5:15 PM - 6:45 PM
[ATT30-P01] Applying variational autoencoder for classifying Kyucho event in coastal ocean
Keywords:Clustering, Deep generative model, Kyucho, Kuroshio
Kyucho is well known as a coastal oceanic abrupt event causing a strong surface current that often destroys fishing set-nets. The prediction of Kyucho requires specifying its precursor, but, in the case where Kyucho has multiple flow patterns, their triggers can be different from each other, and, this applies to Muroto, a southern coastal area of Shikoku, Japan. However, since the flow patterns of Muroto-Kyucho have been classified by "human eyes" from limited oceanic data, the whole picture of the rigorous flow patterns has still been unclear. In this study, we identify the flow patterns accompanied by Muroto-Kyucho in a statistical manner, leveraging the variational autoencoder, a deep generative model. The method can reconstruct the spatial structure of the oceanic flow from the so-called latent space which stores compressed information of the high dimensional oceanic flow data. We apply the method to the surface current data in 1960-2007 of FORA-60JPN, a reanalysis dataset supplied by Meteorological Research Institute, Japan Meteorological Agency.

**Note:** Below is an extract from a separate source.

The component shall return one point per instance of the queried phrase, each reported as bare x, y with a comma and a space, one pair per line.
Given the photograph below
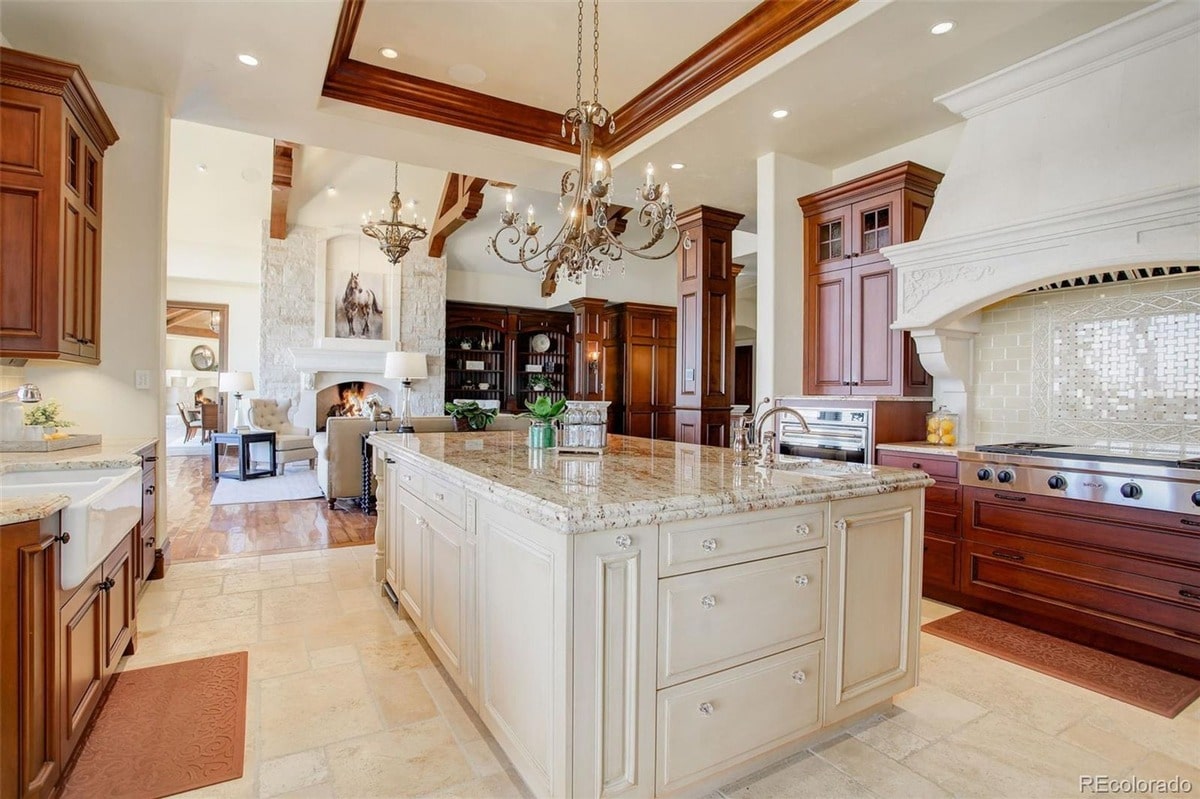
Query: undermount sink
105, 506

The latent space shows at least three modes, whose corresponding reconstructions indicate the different flow patterns that include the strong coastal current expressing Muroto-Kyucho: 1) Coastal jet like structure successive from Kii peninsula to Muroto, 2) Cyclonic eddy-like structure just southeast of Muroto, 3) Intrusion of Kuroshio current from southwest of Muroto. Pattern-1 is consistent with the typical structure in the coastal surface density flow or coastal trapped waves, but Pattern-2 and 3 suggest a presence of different dynamics. We will discuss potential precursors of each classified Muroto-Kyucho at the meeting.